Tre anni in cui i grazie per la disponibilità di questa persona da parte degli altri genitori, io compresa, sono sempre scarseggiati. O comunque, in proporzione all’immenso, enorme, infinito rompimento per il ruolo rivestito, sono stati decisamente troppo pochi.

C’è un pregiudizio imperante, secondo il quale chi decide di fare la rappresentante di classe lo fa per trovar(si)e uno scopo nella vita, perché lei (nel caso dei padri il pregiudizio non c’è) non lavora, non ha una vita sociale, non ha interessi. Per lei esistono solo i figli e i suoi doveri in qualità di madre e, ora, di rappresentante di classe.

Questo pregiudizio è alla base di tutte le successive relazioni tra genitori e rappresentante di classe, relazioni che vengono regolate dallo strumento supremo del male per antonomasia: la chat di classe.

Nella chat di classe vige il cannibalismo e la vittima designata è la rappresentante di classe che improvvisamente si trova a fare da segretaria oltre che da assistente sociale e pediatra, a dover supportare genitori fuori controllo in preda ad isterie emotive.

Crescere un figlio ci getta in preda ad un senso di inadeguatezza generale che in pochi sanno davvero gestire.
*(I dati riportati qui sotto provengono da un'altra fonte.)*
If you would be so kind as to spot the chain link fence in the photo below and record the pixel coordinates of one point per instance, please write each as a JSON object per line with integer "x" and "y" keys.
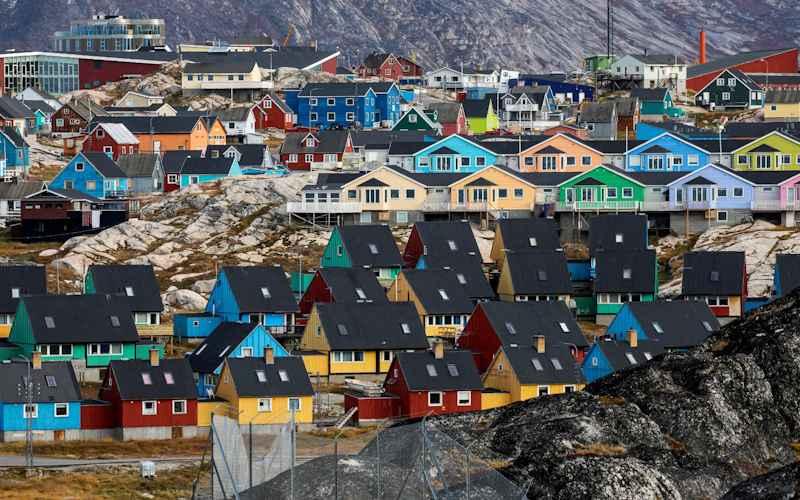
{"x": 403, "y": 461}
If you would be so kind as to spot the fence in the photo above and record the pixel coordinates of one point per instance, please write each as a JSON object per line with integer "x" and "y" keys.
{"x": 406, "y": 461}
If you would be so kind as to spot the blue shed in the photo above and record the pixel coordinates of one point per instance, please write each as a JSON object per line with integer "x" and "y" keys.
{"x": 229, "y": 340}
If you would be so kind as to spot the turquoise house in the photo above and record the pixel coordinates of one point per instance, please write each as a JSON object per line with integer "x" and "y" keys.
{"x": 453, "y": 153}
{"x": 229, "y": 340}
{"x": 666, "y": 153}
{"x": 55, "y": 412}
{"x": 203, "y": 170}
{"x": 94, "y": 174}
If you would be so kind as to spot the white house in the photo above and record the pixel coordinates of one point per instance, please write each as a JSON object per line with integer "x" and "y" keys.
{"x": 653, "y": 70}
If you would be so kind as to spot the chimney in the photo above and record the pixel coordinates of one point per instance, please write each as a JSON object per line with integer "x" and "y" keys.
{"x": 702, "y": 47}
{"x": 36, "y": 360}
{"x": 633, "y": 338}
{"x": 438, "y": 349}
{"x": 154, "y": 357}
{"x": 538, "y": 342}
{"x": 269, "y": 356}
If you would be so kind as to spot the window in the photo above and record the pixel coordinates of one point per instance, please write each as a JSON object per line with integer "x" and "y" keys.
{"x": 264, "y": 405}
{"x": 61, "y": 410}
{"x": 179, "y": 407}
{"x": 149, "y": 408}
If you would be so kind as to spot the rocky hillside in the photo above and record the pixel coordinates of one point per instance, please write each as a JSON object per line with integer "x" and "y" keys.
{"x": 688, "y": 425}
{"x": 530, "y": 34}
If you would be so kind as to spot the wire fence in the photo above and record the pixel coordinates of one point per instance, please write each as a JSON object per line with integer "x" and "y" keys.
{"x": 403, "y": 461}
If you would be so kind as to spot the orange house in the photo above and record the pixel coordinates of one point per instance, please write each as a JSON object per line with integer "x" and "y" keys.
{"x": 560, "y": 153}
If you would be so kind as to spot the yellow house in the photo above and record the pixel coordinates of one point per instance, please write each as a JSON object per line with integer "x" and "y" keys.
{"x": 439, "y": 297}
{"x": 346, "y": 340}
{"x": 782, "y": 105}
{"x": 266, "y": 391}
{"x": 525, "y": 371}
{"x": 534, "y": 276}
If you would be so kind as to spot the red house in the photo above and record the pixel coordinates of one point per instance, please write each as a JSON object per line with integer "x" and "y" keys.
{"x": 272, "y": 112}
{"x": 154, "y": 399}
{"x": 389, "y": 67}
{"x": 423, "y": 383}
{"x": 113, "y": 139}
{"x": 342, "y": 284}
{"x": 324, "y": 149}
{"x": 496, "y": 324}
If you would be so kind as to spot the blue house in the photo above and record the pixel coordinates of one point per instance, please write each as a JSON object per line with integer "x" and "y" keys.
{"x": 676, "y": 325}
{"x": 14, "y": 150}
{"x": 55, "y": 412}
{"x": 608, "y": 356}
{"x": 203, "y": 170}
{"x": 94, "y": 174}
{"x": 453, "y": 153}
{"x": 666, "y": 153}
{"x": 229, "y": 340}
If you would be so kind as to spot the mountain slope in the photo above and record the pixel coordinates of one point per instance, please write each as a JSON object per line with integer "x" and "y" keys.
{"x": 530, "y": 34}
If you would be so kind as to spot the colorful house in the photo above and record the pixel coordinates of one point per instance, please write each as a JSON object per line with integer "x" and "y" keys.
{"x": 622, "y": 277}
{"x": 54, "y": 413}
{"x": 534, "y": 276}
{"x": 666, "y": 152}
{"x": 94, "y": 174}
{"x": 151, "y": 399}
{"x": 717, "y": 278}
{"x": 674, "y": 325}
{"x": 497, "y": 324}
{"x": 366, "y": 247}
{"x": 560, "y": 153}
{"x": 205, "y": 170}
{"x": 228, "y": 340}
{"x": 774, "y": 151}
{"x": 267, "y": 392}
{"x": 347, "y": 340}
{"x": 439, "y": 297}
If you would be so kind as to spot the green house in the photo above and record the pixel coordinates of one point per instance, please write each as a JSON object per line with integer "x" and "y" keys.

Le preoccupazioni si moltiplicano, così come le domande e i genitori, troppo spesso, si dimenticano di essere adulti e tornano a fare i bambini.

Chiedendo alla rappresentante di classe di “accudirli”.

Il problema è che troppo spesso ci dimentichiamo che spesso la rappresentante altro non è che un genitore come noi e non un tutore al quale chiedere continuamente quale sia la soluzione migliore.

Ecco, se ai nostri figli è il rispetto che vogliamo insegnare, forse dovremmo inziare da qua: dal prenderci le nostre responsabilità di adulti senza delegare a qualcun altro che, ricordiamolo, è un genitore proprio come noi!